At a celebratory lunch for Geraldine, hosted by Professor Sir Eric Thomas, Vice-Chancellor of the University of Bristol at Royal Fort House, two new awards were announced to honour her gift to the Theatre Collection.  Though the silver tickets themselves are now too precious to use, in the spirit of the original agreement, each year a Bristol student who has shown outstanding engagement with the archives will be given a certificate that entitles them to free admission to all major Bristol Old Vic productions.  A member of Bristol Old Vic’s Adult Company will also receive the same annual award, with the first winners to be announced in Autumn 2015.

Peter Leppard, an historian who has carried out a significant body of research on the history of the silver tickets said: “This is very exciting as we now know of the existence of twenty silver tickets and at long last one of the two ‘bearer’ tickets which were last recorded in use in 1835.  Any one of these tickets is a tangible link with someone who in 1766 contributed to building our theatre.  Geraldine's donation really does fill important gaps in our knowledge of the history of the theatre.”
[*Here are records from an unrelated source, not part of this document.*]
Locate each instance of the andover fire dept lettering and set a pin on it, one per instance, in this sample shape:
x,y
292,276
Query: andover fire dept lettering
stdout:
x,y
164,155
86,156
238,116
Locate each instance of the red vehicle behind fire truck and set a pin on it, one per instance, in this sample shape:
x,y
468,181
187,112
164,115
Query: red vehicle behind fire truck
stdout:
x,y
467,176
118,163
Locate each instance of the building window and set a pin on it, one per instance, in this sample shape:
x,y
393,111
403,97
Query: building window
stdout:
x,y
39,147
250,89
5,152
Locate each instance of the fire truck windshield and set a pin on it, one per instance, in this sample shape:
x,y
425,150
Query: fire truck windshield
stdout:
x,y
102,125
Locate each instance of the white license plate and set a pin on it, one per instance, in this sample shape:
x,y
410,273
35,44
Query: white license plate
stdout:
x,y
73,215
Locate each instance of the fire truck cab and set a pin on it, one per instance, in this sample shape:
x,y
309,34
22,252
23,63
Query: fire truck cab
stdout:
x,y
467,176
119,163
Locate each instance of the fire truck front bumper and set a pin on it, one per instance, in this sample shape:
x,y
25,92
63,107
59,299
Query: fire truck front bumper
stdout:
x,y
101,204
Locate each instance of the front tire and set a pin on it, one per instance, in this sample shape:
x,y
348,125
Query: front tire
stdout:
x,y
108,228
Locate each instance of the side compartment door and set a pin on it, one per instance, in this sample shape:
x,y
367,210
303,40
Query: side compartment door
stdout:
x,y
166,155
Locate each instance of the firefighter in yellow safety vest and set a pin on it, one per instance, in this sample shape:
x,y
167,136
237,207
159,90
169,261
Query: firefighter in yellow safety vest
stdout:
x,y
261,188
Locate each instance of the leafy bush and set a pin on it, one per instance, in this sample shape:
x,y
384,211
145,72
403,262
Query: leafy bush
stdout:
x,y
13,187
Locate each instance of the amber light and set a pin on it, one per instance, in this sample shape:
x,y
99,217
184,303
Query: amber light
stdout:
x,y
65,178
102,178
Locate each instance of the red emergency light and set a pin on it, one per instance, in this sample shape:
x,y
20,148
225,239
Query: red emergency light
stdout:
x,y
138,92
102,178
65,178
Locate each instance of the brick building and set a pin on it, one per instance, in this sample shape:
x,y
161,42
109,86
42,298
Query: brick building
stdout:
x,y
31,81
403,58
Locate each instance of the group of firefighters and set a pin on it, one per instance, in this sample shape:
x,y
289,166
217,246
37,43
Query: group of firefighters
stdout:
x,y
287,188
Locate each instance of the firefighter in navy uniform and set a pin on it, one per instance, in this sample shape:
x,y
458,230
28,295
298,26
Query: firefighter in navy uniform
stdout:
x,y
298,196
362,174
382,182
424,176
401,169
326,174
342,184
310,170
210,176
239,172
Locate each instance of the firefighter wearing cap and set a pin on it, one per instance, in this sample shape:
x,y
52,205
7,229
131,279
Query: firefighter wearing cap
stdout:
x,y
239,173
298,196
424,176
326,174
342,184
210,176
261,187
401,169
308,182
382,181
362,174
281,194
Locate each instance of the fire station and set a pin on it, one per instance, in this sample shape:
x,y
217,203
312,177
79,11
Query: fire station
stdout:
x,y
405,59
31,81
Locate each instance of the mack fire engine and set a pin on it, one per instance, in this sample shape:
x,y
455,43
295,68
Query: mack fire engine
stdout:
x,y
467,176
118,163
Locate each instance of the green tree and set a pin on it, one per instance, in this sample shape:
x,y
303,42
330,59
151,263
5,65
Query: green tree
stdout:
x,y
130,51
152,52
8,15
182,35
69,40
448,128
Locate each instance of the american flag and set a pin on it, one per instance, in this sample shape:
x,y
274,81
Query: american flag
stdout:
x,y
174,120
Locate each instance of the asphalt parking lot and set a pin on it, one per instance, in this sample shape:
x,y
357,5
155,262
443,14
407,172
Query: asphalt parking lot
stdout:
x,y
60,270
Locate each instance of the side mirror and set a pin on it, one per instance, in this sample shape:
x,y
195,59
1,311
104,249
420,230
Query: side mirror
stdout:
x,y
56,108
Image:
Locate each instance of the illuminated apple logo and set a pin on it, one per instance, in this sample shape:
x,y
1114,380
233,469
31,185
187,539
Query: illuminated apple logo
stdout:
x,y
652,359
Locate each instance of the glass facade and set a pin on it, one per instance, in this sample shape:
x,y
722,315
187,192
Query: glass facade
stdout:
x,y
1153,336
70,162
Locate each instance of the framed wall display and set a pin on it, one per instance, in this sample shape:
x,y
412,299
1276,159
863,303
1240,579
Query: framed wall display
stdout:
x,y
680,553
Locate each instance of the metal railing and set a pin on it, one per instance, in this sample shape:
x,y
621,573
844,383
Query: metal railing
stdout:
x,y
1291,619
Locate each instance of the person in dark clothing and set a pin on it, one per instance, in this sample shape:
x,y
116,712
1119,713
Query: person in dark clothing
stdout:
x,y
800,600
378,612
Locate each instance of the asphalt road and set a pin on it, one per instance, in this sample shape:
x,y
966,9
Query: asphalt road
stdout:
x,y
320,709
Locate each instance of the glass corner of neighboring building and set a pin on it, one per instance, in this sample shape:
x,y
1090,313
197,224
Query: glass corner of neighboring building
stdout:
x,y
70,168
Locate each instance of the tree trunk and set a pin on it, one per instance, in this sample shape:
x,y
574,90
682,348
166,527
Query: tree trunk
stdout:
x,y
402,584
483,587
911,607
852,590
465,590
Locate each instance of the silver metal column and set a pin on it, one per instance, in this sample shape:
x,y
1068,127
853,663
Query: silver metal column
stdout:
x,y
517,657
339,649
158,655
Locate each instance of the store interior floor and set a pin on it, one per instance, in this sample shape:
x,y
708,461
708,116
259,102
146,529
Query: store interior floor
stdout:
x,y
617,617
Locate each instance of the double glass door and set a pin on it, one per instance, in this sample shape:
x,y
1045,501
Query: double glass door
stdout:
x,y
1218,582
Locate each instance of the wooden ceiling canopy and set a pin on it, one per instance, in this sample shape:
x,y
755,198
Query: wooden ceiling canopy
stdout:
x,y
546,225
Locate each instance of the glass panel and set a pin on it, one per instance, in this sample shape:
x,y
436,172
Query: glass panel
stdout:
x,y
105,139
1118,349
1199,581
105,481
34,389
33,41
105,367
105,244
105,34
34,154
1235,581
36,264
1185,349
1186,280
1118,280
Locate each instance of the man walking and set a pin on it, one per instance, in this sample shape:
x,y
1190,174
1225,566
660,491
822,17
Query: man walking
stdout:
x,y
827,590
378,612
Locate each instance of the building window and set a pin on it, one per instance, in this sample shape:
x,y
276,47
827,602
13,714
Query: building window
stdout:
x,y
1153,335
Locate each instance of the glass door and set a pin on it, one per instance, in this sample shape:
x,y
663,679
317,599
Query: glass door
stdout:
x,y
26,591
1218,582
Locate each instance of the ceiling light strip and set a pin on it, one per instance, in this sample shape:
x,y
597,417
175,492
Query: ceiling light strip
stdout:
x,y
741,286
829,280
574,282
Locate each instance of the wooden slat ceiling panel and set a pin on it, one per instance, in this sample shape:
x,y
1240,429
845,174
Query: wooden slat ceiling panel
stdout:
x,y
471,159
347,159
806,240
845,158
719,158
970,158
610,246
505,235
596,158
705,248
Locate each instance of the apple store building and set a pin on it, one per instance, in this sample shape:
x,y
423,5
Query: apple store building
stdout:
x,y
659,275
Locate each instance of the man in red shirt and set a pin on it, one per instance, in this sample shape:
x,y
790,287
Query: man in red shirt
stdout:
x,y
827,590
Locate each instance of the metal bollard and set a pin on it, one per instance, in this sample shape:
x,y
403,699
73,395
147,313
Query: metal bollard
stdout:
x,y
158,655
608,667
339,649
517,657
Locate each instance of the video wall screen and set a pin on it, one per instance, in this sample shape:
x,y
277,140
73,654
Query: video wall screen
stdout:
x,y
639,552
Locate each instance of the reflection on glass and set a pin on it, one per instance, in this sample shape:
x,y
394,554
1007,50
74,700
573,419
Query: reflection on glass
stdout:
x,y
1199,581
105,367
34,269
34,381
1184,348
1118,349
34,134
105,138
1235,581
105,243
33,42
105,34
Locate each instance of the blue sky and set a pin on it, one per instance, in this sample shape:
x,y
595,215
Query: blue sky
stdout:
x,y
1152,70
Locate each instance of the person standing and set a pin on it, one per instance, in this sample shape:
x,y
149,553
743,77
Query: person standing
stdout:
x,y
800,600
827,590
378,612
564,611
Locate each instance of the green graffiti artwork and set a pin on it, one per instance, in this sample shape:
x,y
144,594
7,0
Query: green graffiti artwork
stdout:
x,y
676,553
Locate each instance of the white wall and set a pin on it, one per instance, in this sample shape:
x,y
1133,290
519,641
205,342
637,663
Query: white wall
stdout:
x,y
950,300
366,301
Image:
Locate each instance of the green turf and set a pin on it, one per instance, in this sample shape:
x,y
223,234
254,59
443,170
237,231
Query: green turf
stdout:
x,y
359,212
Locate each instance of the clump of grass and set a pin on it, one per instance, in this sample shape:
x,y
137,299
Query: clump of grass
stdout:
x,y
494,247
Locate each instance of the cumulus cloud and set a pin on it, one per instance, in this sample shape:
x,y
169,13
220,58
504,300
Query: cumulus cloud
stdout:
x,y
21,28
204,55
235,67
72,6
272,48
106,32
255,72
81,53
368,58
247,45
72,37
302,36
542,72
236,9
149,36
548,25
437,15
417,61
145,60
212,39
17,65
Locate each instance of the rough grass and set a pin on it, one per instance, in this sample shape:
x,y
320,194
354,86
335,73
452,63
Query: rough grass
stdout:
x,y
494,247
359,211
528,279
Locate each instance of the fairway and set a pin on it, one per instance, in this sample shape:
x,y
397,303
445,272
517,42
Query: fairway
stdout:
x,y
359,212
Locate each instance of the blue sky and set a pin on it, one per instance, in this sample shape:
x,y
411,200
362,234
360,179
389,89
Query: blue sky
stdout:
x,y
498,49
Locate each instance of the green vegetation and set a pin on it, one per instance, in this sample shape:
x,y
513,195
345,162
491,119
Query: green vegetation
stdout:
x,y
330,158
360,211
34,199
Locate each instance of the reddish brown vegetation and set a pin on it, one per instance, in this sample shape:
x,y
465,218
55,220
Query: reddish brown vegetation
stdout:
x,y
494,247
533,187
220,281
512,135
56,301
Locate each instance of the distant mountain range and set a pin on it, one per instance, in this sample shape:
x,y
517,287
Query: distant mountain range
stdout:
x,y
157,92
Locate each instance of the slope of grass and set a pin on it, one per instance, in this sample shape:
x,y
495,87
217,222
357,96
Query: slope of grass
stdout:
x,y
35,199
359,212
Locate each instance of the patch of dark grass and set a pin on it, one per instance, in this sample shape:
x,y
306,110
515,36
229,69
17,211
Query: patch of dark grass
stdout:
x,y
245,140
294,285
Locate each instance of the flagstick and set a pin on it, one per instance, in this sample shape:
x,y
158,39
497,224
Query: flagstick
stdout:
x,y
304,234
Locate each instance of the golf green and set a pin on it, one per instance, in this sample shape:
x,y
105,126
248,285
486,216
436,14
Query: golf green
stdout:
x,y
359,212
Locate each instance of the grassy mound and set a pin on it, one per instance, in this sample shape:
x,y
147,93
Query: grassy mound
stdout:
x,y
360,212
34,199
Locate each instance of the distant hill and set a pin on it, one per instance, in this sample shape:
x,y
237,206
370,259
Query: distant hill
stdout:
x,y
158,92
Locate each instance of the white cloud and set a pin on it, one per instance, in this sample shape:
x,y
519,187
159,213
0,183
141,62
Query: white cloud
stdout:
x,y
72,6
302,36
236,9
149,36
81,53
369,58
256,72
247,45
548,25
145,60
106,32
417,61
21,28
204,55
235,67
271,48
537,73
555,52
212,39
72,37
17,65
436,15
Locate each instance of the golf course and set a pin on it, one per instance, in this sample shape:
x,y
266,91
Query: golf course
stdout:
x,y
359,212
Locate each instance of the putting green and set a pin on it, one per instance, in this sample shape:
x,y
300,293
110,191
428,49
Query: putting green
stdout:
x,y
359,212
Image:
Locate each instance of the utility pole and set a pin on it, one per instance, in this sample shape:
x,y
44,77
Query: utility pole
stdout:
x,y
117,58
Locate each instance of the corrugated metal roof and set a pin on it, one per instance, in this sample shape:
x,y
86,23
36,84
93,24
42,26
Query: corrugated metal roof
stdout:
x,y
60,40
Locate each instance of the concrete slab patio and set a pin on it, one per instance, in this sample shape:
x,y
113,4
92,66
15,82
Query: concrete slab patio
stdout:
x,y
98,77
Geraldine Menez said: “I am giving the collection of silver tickets to the Theatre Collection in happy memory of ‘the Gods’.  My ancestors are like gods to me, as were the actors I beheld and listened to in awe at the Theatre Royal when I was younger on the frequent occasions I sat somewhere up in the dizzy heights just beneath the theatre ceiling on those hard, narrow wooden benches!”

 Jo Elsworth, Director of the University of Bristol Theatre Collection, said: “We are delighted that such an important piece of Bristol’s theatrical history has returned to its home city, thanks to Geraldine’s most generous donation.”

Geraldine’s gift comes as the Bristol Old Vic team gears up its fundraising efforts in order to complete the major redevelopment of the theatre which it aims to start during its 250th anniversary next year.

Tom Morris, Bristol Old Vic Artistic Director, says: “Meeting Geraldine, with her strong personal connections with and affection for the theatre really brings home the incredible history of the Bristol Old Vic.  It has survived for nearly 250 years due to the commitment of its supporters and by adapting to changes in society and we are working hard to raise the funding we still need to make it fit for a new era in its illustrious history.”

Further information

About the University of Bristol Theatre Collection

The Theatre Collection is one of the world’s largest archives of British theatre history and Live Art and is an accredited museum and international research facility open to all.  Founded in 1951 to serve the first UK university drama department, its collections cover the period from 1572 to the twenty-first century and its visitors include everyone from international scholars to family historians.  

Since 1951, the Theatre Collection has expanded to become a fully accredited museum and theatrical research centre.  It also continues to serve its original purpose as a research resource for members of the University of Bristol and the Bristol community.